O fim da instrução? Solução ou problema?
Quem vive a justiça e o dia-a-dia dos tribunais sabe que os motivos dos atrasos nada têm a ver com a complexidade (ou dimensão) da prova requerida pelos arguidos ou assistentes.
Uma das causas mais profundas e justificadas da atual insatisfação da opinião pública com o funcionamento do sistema de justiça penal é a duração excessiva dos processos. Como parece disparatado terminar com a fase de investigação (o inquérito) a solução mais simples é terminar com a fase de instrução, como se ouve por aí. Há nesta proposta uma pequena nuance: como os comentários se centram nos processos com maior mediatização, a instrução de que se fala é aquela requerida pelos Arguidos. Os argumentos usados para quem defende esta ideia são básicos e simplistas. O primeiro refere que a instrução é uma repetição desnecessária do julgamento e serve apenas, por isso, para perder tempo. Não há, porém, repetição nenhuma, sendo que o juiz de instrução tem já o poder, frequentemente exercido, de limitar a prova requerida, sendo apenas obrigatório (caso requerido) o interrogatório do(s) arguido(s) e um debate instrutório.
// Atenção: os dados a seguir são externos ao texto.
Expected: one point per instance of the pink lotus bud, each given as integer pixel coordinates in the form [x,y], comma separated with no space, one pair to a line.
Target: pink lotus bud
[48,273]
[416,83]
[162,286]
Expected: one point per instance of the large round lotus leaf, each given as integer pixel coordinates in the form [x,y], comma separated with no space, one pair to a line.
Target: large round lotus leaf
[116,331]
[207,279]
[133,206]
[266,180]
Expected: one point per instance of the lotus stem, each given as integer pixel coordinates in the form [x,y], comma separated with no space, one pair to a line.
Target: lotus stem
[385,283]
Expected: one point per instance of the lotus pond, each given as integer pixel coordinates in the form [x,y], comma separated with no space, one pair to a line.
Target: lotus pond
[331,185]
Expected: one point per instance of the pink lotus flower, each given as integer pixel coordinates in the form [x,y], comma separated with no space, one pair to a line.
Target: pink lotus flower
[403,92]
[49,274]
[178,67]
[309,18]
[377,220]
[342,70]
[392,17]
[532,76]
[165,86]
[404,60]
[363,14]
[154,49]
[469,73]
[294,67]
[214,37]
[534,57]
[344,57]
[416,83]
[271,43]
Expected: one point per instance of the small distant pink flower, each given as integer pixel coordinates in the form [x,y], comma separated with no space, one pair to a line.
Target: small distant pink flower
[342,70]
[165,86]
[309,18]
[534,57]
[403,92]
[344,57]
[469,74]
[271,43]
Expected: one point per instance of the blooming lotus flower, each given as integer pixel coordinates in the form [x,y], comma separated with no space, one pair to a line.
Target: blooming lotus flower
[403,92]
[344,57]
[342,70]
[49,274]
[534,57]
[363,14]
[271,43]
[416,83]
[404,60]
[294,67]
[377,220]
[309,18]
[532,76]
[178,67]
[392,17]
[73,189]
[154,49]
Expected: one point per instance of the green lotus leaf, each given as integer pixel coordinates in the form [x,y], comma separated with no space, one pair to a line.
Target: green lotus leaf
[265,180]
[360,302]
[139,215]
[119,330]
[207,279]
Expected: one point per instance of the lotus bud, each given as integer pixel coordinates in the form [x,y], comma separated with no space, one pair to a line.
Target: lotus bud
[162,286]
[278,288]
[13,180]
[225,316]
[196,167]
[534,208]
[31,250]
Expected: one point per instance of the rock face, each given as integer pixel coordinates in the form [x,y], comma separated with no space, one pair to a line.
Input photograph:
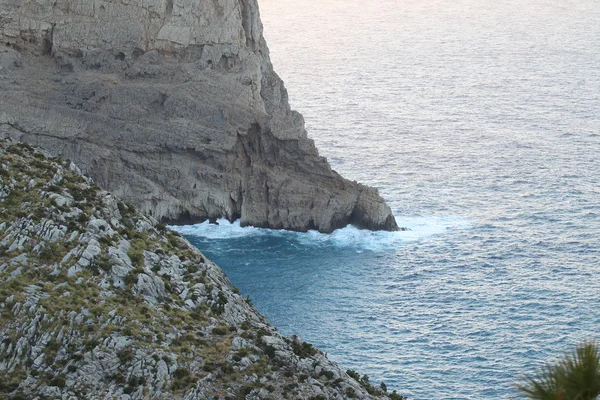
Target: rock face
[100,302]
[174,106]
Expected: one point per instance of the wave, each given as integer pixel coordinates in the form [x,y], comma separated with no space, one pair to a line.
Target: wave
[420,227]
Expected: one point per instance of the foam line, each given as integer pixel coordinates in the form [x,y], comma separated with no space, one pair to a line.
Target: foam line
[421,227]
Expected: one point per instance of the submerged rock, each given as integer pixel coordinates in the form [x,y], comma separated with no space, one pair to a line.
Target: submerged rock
[174,106]
[98,301]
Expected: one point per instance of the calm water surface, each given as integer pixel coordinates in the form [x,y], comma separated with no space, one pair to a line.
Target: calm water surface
[479,122]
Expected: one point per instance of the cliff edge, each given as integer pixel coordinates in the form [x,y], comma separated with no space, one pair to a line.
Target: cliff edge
[174,106]
[98,301]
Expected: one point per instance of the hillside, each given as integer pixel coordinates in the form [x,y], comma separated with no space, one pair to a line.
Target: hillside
[173,106]
[98,301]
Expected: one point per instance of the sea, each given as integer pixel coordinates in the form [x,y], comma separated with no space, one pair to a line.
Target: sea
[479,123]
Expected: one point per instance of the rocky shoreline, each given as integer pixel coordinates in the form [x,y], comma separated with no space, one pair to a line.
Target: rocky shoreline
[98,301]
[175,107]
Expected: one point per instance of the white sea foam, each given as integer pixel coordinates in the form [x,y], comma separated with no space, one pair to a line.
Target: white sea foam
[420,227]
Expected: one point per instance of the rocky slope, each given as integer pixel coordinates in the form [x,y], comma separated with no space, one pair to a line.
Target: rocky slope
[174,106]
[98,301]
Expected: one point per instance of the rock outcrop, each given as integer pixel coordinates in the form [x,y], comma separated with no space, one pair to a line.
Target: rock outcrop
[174,106]
[98,301]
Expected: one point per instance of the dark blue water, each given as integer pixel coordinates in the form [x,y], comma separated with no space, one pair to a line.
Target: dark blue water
[479,121]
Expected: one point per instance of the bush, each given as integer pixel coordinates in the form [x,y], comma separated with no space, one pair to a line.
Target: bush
[574,377]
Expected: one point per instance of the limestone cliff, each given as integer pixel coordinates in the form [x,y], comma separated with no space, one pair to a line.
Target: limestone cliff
[98,301]
[174,106]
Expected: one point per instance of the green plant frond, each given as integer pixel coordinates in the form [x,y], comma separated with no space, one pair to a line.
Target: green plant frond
[575,377]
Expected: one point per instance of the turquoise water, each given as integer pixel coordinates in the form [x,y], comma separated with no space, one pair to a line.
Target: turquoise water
[479,122]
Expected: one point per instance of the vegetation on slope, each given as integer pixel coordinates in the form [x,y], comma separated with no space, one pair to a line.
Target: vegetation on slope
[99,301]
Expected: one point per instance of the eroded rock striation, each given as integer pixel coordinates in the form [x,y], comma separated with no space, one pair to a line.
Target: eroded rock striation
[174,106]
[98,301]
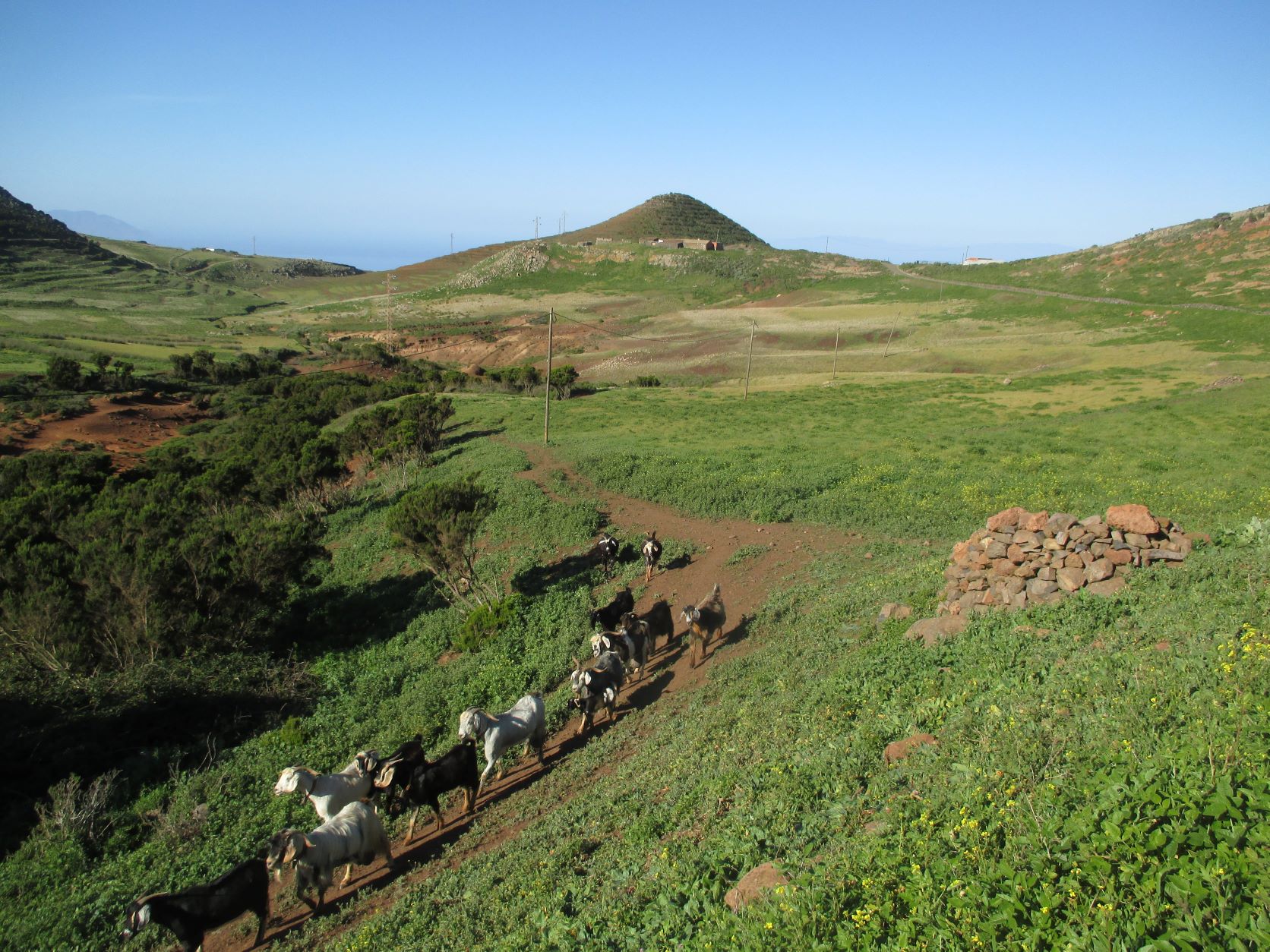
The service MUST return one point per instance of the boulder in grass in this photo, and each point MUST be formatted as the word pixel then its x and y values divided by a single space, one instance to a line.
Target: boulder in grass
pixel 931 631
pixel 1006 519
pixel 898 750
pixel 1133 519
pixel 753 885
pixel 892 610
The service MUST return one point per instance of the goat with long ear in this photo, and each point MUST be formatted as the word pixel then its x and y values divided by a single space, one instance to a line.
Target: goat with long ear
pixel 652 551
pixel 192 912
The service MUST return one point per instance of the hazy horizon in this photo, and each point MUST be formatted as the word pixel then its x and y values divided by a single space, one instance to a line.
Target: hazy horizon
pixel 371 135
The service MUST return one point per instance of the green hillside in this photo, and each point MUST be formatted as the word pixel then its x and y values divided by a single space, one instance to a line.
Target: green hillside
pixel 64 294
pixel 1218 260
pixel 669 216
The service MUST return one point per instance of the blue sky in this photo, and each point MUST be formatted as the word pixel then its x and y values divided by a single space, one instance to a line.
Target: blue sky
pixel 368 132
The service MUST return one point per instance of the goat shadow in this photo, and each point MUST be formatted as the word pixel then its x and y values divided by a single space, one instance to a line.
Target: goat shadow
pixel 355 615
pixel 538 579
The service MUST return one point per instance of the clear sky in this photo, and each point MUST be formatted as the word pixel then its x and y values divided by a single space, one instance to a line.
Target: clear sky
pixel 368 132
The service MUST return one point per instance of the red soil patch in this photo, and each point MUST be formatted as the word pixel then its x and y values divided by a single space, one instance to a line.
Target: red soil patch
pixel 124 427
pixel 746 585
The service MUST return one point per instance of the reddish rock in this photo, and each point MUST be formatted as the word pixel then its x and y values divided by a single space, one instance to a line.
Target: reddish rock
pixel 1099 569
pixel 1071 579
pixel 931 631
pixel 1034 522
pixel 893 610
pixel 1133 519
pixel 1006 519
pixel 1107 587
pixel 753 885
pixel 899 749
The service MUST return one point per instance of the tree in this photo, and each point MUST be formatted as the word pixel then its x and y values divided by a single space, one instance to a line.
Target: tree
pixel 64 374
pixel 563 380
pixel 438 523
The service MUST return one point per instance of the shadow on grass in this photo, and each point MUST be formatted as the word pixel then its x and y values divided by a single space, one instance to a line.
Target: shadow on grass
pixel 355 615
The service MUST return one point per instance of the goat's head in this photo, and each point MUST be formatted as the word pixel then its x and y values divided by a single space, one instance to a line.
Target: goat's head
pixel 286 847
pixel 470 725
pixel 137 917
pixel 290 780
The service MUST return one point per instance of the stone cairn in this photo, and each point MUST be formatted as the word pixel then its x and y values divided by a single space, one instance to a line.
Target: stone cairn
pixel 1024 559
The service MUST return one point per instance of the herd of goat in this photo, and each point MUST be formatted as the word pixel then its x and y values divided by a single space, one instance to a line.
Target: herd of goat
pixel 351 831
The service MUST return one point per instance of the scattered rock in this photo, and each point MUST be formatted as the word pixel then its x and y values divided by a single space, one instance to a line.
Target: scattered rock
pixel 931 631
pixel 1133 519
pixel 899 749
pixel 753 885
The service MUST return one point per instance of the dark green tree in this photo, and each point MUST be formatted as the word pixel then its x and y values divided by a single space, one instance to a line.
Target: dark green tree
pixel 64 374
pixel 438 525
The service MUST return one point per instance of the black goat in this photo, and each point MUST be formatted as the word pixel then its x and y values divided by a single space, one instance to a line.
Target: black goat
pixel 606 553
pixel 393 774
pixel 192 912
pixel 595 687
pixel 652 551
pixel 656 623
pixel 705 619
pixel 455 770
pixel 608 617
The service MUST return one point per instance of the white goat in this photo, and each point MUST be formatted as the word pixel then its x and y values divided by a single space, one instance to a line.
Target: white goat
pixel 330 793
pixel 525 720
pixel 353 836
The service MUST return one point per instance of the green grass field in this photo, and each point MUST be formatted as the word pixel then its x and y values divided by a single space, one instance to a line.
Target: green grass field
pixel 1101 777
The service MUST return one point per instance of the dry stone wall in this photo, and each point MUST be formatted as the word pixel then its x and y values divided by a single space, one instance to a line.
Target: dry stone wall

No que diz respeito ao tempo de duração, não há números globais disponíveis, mas um estudo recente do Gabinete de Apoio aos Magistrados Judiciais que analisou apenas os “megaprocessos” concluiu que em 71% dos processos a instrução não foi além dos seis meses sendo que só em 13% esta fase se prolongou por mais de um ano.
Quem vive a justiça e o dia-a-dia dos tribunais sabe que os motivos dos atrasos nada têm a ver com a complexidade (ou dimensão) da prova requerida pelos arguidos ou assistentes: ocupados com outros processos, alguns com prioridade processual os magistrados não têm, por vezes, possibilidade de analisar os processos mais cedo. É um problema de meios (apoio técnico inexistente ou deficiente, acumulação de serviço e agendas ocupadas) ou gestão de meios, que é proporcional à dimensão dos processos: quanto maiores forem e mais complexas as questões que se colocam, maior dificuldade. É também frequente haver problemas de acumulação de serviço na secretaria que impede maior velocidade na tramitação e até na remessa do processo para julgamento. A organização de apensos de recurso (quando sobem em separado) chega a demorar meses a organizar, com os consequentes atrasos no envio para o tribunal superior. Desconhecendo tudo isto, os tudólogos da simplificação sugerem terminar com esta fase processual. Esta solução tem um outro problema frequentemente ignorado: os dados do Ministério Público (disponíveis apenas de 2022) referem que “a percentagem de confirmação judicial em instrução da decisão de indiciação pelo Ministério Público em inquérito situou-se em 66,7%” (processos do DCIAP) sendo que os números globais são semelhantes (65%). Na fase de instrução findam igualmente processos por acordo (suspensão provisória) numa percentagem de 9,4%.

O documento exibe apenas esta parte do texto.